Here is a preview of some of the technologies that may take humankind's new envoys back to the moon.


The first challenge is actually getting to the moon.

Team Indus wants to use the Indian Space Research Organization's Polar Satellite Launch Vehicle (PSLV).

Astrobotic, meanwhile, hopes to hitch a ride on the commercial SpaceX Falcon 9 rocket. After reaching low Earth orbit, the Falcon 9's second stage would re-ignite for trans-lunar injection, propelling the spacecraft on a 4.5-day cruise to the moon.

Part-Time Scientists plan to use the DNEPR rocket, a former intercontinental missile from the Russians.

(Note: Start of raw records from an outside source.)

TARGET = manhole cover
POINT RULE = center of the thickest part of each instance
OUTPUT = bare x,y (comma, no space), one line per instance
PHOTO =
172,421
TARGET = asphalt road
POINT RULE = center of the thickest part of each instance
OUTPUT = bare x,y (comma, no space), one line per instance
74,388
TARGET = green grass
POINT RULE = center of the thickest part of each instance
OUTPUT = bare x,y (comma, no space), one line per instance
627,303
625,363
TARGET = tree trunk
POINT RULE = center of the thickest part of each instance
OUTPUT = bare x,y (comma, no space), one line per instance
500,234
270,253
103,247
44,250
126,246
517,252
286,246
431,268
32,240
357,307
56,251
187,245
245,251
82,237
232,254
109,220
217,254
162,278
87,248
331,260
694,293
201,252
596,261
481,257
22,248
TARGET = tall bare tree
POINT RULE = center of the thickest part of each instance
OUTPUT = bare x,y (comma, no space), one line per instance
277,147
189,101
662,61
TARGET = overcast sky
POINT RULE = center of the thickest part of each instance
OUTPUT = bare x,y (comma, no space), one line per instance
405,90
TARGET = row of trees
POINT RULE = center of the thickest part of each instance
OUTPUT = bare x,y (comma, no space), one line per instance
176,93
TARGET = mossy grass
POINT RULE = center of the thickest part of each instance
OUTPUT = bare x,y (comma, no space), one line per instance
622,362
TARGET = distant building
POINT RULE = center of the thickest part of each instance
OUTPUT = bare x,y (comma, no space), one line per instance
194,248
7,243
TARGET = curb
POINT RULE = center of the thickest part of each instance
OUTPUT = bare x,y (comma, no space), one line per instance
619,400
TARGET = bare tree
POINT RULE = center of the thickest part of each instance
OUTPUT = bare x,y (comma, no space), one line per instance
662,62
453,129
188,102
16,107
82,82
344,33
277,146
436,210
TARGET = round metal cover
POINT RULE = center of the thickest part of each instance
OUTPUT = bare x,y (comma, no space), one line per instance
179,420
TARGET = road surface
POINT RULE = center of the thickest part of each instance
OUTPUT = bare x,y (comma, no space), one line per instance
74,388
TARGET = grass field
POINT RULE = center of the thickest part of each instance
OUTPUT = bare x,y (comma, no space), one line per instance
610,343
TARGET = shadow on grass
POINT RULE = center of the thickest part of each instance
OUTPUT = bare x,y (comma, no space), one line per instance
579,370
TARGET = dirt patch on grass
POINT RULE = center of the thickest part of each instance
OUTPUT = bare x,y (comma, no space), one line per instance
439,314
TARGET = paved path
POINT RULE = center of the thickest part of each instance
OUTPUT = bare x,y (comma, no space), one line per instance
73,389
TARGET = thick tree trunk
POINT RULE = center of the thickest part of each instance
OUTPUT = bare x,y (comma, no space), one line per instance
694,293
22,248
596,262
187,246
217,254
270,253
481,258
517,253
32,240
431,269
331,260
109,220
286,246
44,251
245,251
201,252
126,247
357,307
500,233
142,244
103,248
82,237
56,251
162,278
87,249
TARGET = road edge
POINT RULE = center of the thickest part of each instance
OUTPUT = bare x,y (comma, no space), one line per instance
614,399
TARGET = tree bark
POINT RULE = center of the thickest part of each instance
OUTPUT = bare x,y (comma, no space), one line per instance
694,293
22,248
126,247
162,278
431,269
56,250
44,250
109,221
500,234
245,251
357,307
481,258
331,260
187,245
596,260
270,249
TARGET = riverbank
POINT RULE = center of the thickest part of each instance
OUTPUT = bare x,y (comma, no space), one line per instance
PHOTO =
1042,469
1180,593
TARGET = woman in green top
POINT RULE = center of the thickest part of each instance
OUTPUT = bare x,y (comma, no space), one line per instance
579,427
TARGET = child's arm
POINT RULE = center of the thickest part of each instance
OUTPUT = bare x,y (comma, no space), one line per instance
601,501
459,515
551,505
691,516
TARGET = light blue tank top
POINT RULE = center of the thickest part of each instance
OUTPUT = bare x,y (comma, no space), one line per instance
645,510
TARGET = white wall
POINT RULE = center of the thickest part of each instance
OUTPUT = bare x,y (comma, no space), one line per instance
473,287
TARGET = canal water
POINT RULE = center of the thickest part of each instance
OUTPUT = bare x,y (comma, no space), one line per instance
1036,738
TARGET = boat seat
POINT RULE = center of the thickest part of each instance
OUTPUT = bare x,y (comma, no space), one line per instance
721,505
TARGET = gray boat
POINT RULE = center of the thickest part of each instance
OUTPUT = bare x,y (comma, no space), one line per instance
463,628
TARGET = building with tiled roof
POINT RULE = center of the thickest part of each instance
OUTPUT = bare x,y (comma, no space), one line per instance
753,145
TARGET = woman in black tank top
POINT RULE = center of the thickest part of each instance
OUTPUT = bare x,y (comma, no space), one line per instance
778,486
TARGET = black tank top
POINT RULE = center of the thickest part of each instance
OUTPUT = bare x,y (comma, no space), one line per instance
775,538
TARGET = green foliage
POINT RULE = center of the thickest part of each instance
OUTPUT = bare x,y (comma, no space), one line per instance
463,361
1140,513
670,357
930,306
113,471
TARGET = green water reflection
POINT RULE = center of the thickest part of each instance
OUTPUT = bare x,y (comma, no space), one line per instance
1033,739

Meanwhile, the Moon Express team is working on its doughnut-shaped MX-1 spacecraft, which will rely on solar energy for power and hydrogen peroxide as rocket fuel. It will launch as a secondary payload aboard a rocket like the Falcon 9. Once deployed in Earth orbit, the MX-1 can make to to the Moon and land by itself without assistance from any other rocket stages.


Landing softly is probably the trickiest part of the venture, not least because of the lack of atmosphere, which rules out the use of a parachute.

Team Indus is building a four-legged lander called HHK, similar to the landers used by the Apollo programme and by China's Chang'e. The lander would switch off all thrusters about 5 metres above the surface and fall down freely. The landing gear has a primary leg made of a metallic crush material that absorbs energy at touchdown, and two secondary legs for lateral stiffness.

Astrobotic's Griffin Lander will carry the team's own rover and two rovers from the Hakuto team. To land, Griffin will use a visual guidance system to process surface pictures in real time and compare them to on-board maps, to determine its exact position. "On approach to the intended landing site, the system scans the ground to detect and avoid obstacles, ensuring a safe touchdown," says John Thornton, Astrobotic's chief executive.

Moon Express hopes that its MX-1 will not only travel to the moon but land on it, too. The craft will rely on "onboard intelligence to guide it to its landing," says the company's co-founder and CEO Bob Richards. MX-1 won't have legs - it will land softly on one of its empty fuel tanks, which will collapse to cushion the impact.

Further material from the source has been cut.